The lead-vehicle commander called for us all to punch through like we had on the way in, but the wall was across the entire roadway now and it was on fire. There was no way around as there were thick metal guards along both sides of the road. It takes a lot to get tires to burn, but once they do they really go, and the smoke was forming into an ominous black thunderhead. The first and second Humvees managed to make a good sized hole through the wall, but whoever built the thing knew what they were doing because much of it was still standing.
As we entered the edge of the dark cloud, the five-ton barreled through the wall and cast flaming tires and chunks of rubber and ashes out in all directions. I told Burt to get all the way down out of the gunner’s hatch as D mashed the gas pedal and we ploughed through ourselves, having to lean inward and away from the tongues of bright gold flame licking in through the windows. A wave of smoke and fire washed over the truck.

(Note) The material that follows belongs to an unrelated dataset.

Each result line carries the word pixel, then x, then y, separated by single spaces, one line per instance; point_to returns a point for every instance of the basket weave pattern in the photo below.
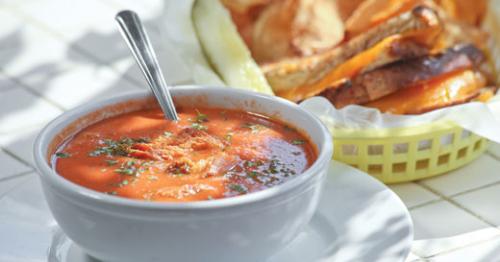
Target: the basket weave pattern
pixel 407 154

I checked on everybody and watched in the rear-view mirror as the last truck broke through in a shower of burning rubber. Flaming tires rolled into the darkness across the median and down into the drainage culvert along the road.

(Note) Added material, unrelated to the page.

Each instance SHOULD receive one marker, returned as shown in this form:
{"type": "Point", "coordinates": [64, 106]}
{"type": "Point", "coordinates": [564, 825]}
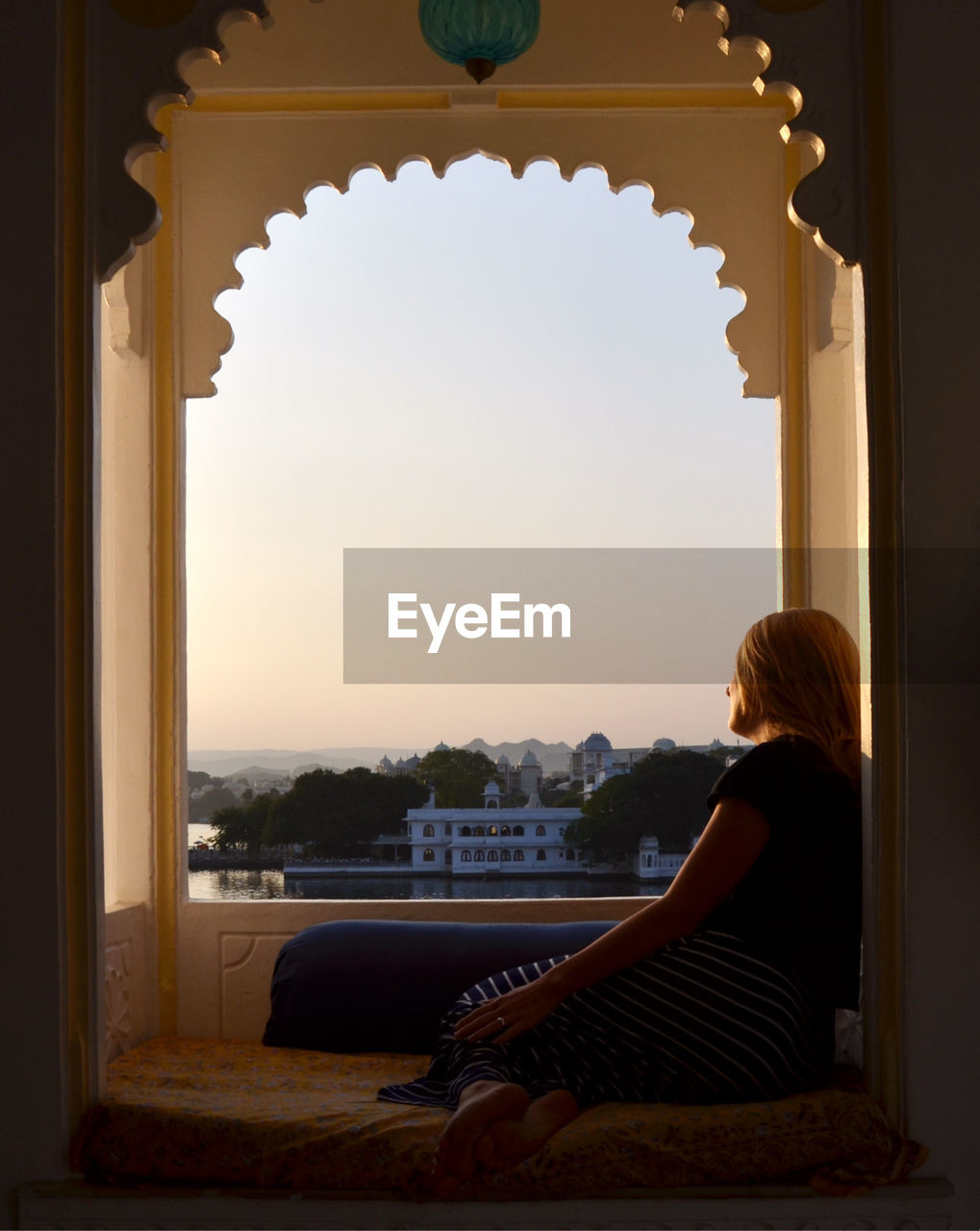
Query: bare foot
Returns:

The adrenaline rush ebbed and we all three began to laugh and yell out the windows. There had been no IED and no ambush. We were sure that the new guys in the back of the five-ton in front of us were shitting themselves. Maybe the wall builders thought we would stop, in which case they were sitting in the dark sorely disappointed, or maybe it was just a prank by some bored Iraqi teenagers. Either way, we cursed them up and down for it now like a high-speed caravan of foul-mouthed stable boys on parade.
As we rolled on through the darkness of the quiet city, somebody started yelling, “Viet-fucking-nam!”